Giving Your Express API a Permanent Memory
Unlocking the Power of Relational Data
Last week, we designed tables. The real power of a relational database is not just storing data, but querying data based on the relationships between tables.
To do this, we use JOIN clauses.
Returns records that have matching values in both tables. It is the intersection of the two sets.
"Show me all the books that have a valid, existing author."
SELECT
books.title,
authors.name AS author_name
FROM
books
INNER JOIN authors ON books.author_id = authors.id;
Returns all records from the left table (the first one mentioned), and the matched records from the right table. If there is no match, the right side columns are filled with `NULL`.
"Show me all the authors, and if they have any books, show those too."
SELECT
authors.name AS author_name,
books.title
FROM
authors
LEFT JOIN books ON authors.id = books.author_id;
This is useful for finding authors who haven't written any books yet!
The `GROUP BY` statement groups rows that have the same values into summary rows. It is almost always used with aggregate functions.
Common Aggregate Functions: `COUNT()`, `SUM()`, `AVG()`, `MAX()`, `MIN()`.
"Show me how many books each author has written."
SELECT
authors.name,
COUNT(books.id) AS number_of_books
FROM
authors
LEFT JOIN books ON authors.id = books.author_id
GROUP BY
authors.name
ORDER BY
number_of_books DESC;
The `WHERE` clause filters rows *before* they are grouped. The `HAVING` clause filters groups *after* they have been created by `GROUP BY`.
"Show me only the authors who have written more than 5 books."
SELECT
authors.name,
COUNT(books.id) AS number_of_books
FROM authors
LEFT JOIN books ON authors.id = books.author_id
GROUP BY authors.name
HAVING COUNT(books.id) > 5;
A subquery, or inner query, is a query nested inside a larger query.
"Show me all the users who have written at least one post."
SELECT *
FROM users
WHERE id IN (
SELECT DISTINCT user_id
FROM posts
);
Often, a `JOIN` is more performant than a subquery, but subqueries can be very expressive for complex logic.
Giving Your API a Permanent Memory
To talk to PostgreSQL from our Node.js application, we need a driver. The most popular and well-supported one is `pg`.
npm install pg
You could create a new connection to the database for every single request, but this is incredibly inefficient.

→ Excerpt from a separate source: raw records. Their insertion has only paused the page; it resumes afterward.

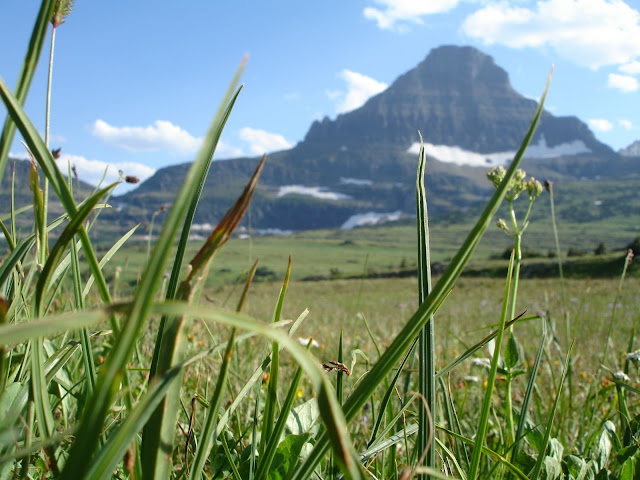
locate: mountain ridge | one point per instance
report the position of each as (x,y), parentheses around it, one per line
(364,161)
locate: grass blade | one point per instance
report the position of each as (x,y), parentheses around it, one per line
(161,428)
(527,396)
(115,364)
(535,473)
(426,341)
(271,402)
(61,244)
(486,402)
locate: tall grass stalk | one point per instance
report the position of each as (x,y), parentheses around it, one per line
(426,342)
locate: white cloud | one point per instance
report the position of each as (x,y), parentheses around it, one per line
(261,142)
(225,150)
(91,171)
(600,124)
(162,135)
(591,33)
(359,89)
(632,68)
(623,82)
(396,14)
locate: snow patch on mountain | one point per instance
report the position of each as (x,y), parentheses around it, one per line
(459,156)
(370,218)
(355,181)
(321,193)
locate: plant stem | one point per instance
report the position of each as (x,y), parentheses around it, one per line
(45,184)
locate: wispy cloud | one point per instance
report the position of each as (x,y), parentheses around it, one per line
(591,33)
(92,171)
(625,83)
(600,124)
(162,135)
(632,68)
(397,15)
(226,150)
(261,141)
(360,88)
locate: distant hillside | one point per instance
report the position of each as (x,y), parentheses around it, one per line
(23,195)
(632,150)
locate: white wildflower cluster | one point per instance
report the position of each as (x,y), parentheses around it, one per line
(518,184)
(634,356)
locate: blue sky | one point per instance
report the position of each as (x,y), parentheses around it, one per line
(136,84)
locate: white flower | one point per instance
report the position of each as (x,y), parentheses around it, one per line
(620,375)
(634,356)
(481,362)
(305,341)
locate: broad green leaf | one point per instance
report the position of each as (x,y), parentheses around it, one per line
(303,417)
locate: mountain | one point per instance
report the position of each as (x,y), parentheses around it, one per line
(362,164)
(632,150)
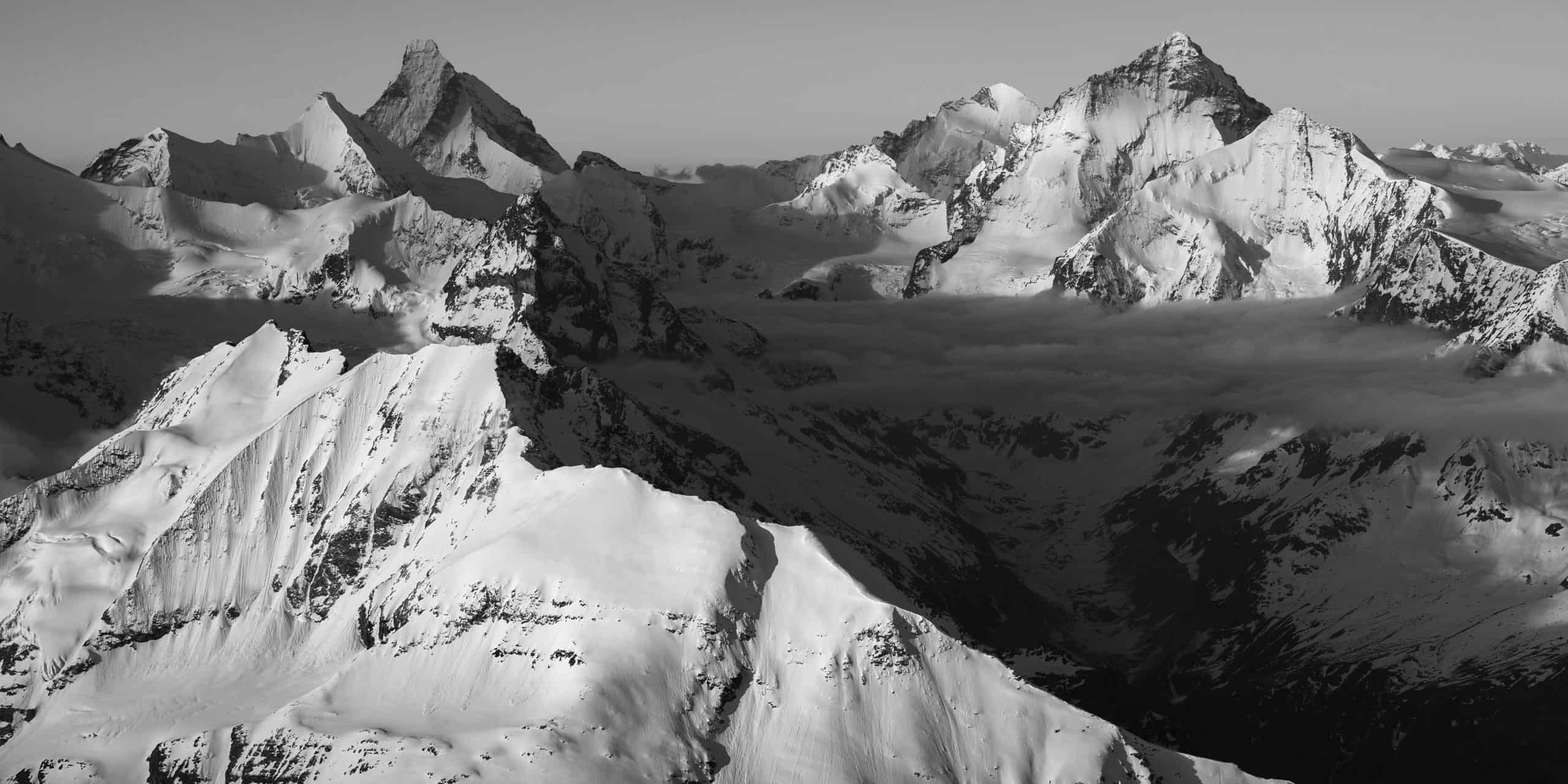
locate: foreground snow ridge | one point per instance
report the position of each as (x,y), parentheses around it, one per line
(287,573)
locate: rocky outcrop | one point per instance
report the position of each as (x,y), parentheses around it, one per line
(325,156)
(283,556)
(1295,209)
(1078,162)
(457,126)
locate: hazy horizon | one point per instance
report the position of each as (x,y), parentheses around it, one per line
(701,82)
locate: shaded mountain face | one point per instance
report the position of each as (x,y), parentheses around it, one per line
(643,529)
(1079,159)
(457,126)
(938,153)
(325,156)
(1294,209)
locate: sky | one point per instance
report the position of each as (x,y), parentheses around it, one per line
(687,82)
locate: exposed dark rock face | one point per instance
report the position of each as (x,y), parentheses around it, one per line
(427,99)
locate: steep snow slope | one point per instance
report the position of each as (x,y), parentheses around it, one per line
(258,579)
(1093,148)
(858,192)
(1236,581)
(938,153)
(325,156)
(457,126)
(1295,209)
(116,240)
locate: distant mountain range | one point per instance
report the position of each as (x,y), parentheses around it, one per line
(393,447)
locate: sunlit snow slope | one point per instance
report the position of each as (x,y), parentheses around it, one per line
(286,573)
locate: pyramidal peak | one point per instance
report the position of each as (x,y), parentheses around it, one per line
(457,126)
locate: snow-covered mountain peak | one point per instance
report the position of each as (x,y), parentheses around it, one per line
(1294,209)
(1000,96)
(595,159)
(836,165)
(1180,65)
(938,151)
(1057,178)
(1528,153)
(457,126)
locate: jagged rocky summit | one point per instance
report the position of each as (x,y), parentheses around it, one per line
(457,126)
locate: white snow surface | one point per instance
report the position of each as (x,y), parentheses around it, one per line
(457,126)
(325,156)
(1081,157)
(261,575)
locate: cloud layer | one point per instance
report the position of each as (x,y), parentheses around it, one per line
(1040,355)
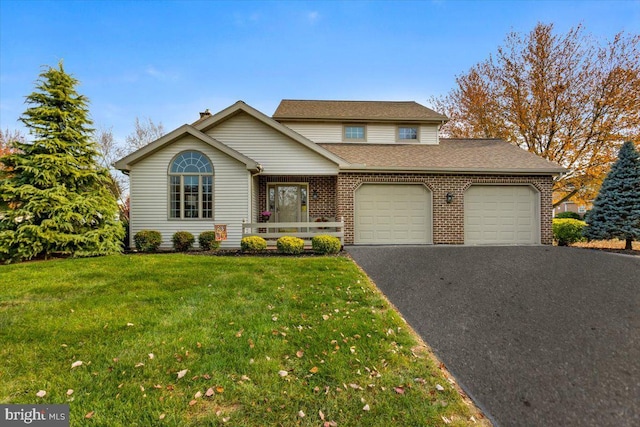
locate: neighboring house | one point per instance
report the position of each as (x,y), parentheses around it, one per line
(379,166)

Establishing a database connection is a slow, expensive operation. Doing it for every request would destroy your application's performance under load.
A connection pool is a cache of database connections maintained so that the connections can be reused for future requests.
When a request needs to talk to the database, it "checks out" a connection from the pool. When it's done, it "releases" the connection back to the pool, where it's available for the next request.
The `pg` library has a built-in `Pool` class for this.
Create a dedicated file to configure and export your pool. This ensures you only have one pool for your entire application.
`db/index.js`
const { Pool } = require('pg');
const pool = new Pool({
user: 'your_db_user',
host: 'localhost',
database: 'your_db_name',
password: 'your_db_password',
port: 5432,
});
// Export a query function
module.exports = {
query: (text, params) => pool.query(text, params),
};
This is a vulnerability that occurs when an attacker can interfere with the queries that an application makes to its database.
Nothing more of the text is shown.